Linux-mm Archive on lore.kernel.org
 help / color / mirror / Atom feed
From: Kaitao Cheng <kaitao.cheng@linux.dev>
To: Andrew Morton <akpm@linux-foundation.org>,
	Dennis Zhou <dennis@kernel.org>, Tejun Heo <tj@kernel.org>,
	Christoph Lameter <cl@gentwo.org>,
	Uladzislau Rezki <urezki@gmail.com>,
	Pedro Falcato <pfalcato@suse.de>,
	Vlastimil Babka <vbabka@kernel.org>,
	Michal Hocko <mhocko@suse.com>
Cc: muchun.song@linux.dev, linux-mm@kvack.org,
	linux-kernel@vger.kernel.org,
	Kaitao Cheng <chengkaitao@kylinos.cn>
Subject: [PATCH v2 1/3] mm/vmalloc: honor GFP constraints in pcpu_get_vm_areas()
Date: Thu,  4 Jun 2026 19:30:59 +0800	[thread overview]
Message-ID: <20260604113101.89510-2-kaitao.cheng@linux.dev> (raw)
In-Reply-To: <20260604113101.89510-1-kaitao.cheng@linux.dev>

From: Kaitao Cheng <chengkaitao@kylinos.cn>

pcpu_alloc_noprof() derives pcpu_gfp from the caller supplied GFP mask
and passes it down to the backing percpu allocator. However, when the
percpu vmalloc allocator has to create a new chunk, pcpu_create_chunk()
calls pcpu_get_vm_areas() to allocate the corresponding vmalloc areas.

pcpu_get_vm_areas() currently performs its internal allocations with
GFP_KERNEL, including vmap area metadata, vm_struct metadata and KASAN
vmalloc shadow population.

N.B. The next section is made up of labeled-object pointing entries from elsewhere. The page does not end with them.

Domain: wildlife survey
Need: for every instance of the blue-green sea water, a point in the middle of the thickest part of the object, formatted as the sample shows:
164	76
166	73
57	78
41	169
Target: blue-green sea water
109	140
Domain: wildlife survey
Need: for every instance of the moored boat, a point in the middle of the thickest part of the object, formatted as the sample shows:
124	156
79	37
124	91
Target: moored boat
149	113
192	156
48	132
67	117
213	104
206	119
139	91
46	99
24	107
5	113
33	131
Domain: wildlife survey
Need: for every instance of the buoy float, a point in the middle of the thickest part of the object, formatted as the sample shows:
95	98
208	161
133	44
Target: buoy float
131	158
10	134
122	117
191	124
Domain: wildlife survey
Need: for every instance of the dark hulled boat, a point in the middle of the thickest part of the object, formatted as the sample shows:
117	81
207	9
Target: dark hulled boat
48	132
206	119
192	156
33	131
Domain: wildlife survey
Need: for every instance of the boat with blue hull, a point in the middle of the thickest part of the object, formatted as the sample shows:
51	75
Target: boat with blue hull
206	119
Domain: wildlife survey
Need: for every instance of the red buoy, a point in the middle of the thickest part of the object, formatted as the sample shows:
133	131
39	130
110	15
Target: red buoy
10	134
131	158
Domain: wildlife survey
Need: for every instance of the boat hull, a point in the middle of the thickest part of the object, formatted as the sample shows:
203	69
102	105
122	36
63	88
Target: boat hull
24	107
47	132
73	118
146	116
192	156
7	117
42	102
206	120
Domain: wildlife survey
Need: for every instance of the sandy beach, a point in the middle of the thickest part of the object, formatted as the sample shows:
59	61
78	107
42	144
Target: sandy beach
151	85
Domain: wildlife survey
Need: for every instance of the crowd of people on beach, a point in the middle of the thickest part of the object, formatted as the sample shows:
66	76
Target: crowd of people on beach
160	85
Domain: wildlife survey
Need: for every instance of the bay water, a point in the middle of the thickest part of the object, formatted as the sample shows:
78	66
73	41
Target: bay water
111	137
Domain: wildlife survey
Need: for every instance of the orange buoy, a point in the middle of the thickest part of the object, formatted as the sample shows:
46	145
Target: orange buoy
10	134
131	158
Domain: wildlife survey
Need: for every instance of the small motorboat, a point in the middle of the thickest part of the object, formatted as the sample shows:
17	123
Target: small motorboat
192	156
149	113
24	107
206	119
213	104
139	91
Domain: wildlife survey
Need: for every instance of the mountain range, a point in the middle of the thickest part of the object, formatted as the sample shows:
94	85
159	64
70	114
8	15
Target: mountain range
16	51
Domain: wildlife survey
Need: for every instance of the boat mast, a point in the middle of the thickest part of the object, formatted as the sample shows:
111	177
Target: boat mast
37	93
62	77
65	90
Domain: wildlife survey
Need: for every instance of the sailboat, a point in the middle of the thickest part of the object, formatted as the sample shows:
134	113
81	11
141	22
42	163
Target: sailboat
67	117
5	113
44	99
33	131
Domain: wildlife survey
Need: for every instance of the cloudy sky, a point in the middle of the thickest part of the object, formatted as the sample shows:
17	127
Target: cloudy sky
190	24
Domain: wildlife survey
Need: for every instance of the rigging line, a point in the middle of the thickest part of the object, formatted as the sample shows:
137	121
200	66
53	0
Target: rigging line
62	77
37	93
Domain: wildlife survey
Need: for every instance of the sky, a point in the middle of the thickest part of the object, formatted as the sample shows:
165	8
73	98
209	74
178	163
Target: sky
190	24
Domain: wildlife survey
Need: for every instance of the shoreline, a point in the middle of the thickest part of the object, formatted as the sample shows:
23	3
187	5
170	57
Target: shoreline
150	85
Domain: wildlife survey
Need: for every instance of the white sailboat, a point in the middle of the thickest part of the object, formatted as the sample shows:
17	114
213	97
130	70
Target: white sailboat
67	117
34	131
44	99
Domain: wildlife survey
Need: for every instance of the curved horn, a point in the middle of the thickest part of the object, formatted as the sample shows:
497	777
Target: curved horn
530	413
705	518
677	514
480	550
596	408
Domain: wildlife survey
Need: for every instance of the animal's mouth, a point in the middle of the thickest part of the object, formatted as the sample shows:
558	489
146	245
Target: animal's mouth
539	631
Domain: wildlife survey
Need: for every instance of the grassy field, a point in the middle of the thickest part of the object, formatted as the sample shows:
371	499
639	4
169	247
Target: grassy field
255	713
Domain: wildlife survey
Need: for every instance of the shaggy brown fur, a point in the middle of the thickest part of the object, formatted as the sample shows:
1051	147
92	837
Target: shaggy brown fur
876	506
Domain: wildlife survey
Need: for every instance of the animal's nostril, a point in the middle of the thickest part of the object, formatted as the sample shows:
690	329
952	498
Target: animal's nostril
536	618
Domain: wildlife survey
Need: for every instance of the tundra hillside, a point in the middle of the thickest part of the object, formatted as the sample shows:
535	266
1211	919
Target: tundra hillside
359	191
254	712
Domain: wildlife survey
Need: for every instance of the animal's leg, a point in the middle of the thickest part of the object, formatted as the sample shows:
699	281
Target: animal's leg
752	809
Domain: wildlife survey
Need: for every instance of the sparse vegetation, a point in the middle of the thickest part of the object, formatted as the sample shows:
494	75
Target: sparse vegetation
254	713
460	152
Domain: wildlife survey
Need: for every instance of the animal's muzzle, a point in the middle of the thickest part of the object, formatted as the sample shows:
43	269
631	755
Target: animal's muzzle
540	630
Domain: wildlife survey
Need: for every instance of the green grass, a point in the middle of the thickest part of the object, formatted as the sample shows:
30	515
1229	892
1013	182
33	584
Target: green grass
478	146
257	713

This means that a caller which deliberately
uses GFP_NOFS or GFP_NOIO can still enter FS or IO reclaim while creating
the vmalloc areas for a new percpu chunk.

One possible case is blk-cgroup after commit 5d726c4dbeed
("blk-cgroup: fix possible deadlock while configuring policy").
blkg_conf_prep() now serializes against blkcg_deactivate_policy() with
q->blkcg_mutex, and blkg_alloc() was changed to GFP_NOIO for that reason:

  CPU0: blkg_conf_prep()
    mutex_lock(q->blkcg_mutex)
    blkg_alloc(..., GFP_NOIO)
      alloc_percpu_gfp(..., GFP_NOIO)
        pcpu_alloc_noprof(..., GFP_NOIO)
	  pcpu_create_chunk(GFP_NOIO)
	    pcpu_get_vm_areas()
              -> if percpu chunks are exhausted, chunk create may do
                 internal GFP_KERNEL allocations
              -> direct reclaim / writeback can issue IO to this queue
              -> IO waits because the queue is frozen

  CPU1: blkcg_deactivate_policy()
    blk_mq_freeze_queue(q)
    mutex_lock(q->blkcg_mutex)
      -> waits for CPU0
    ... unfreeze only happens after q->blkcg_mutex is acquired/released

So the concern is that the caller deliberately uses GFP_NOIO because it
may hold a lock which can be acquired after queue freeze, but the percpu
slow path can temporarily lose that allocation context.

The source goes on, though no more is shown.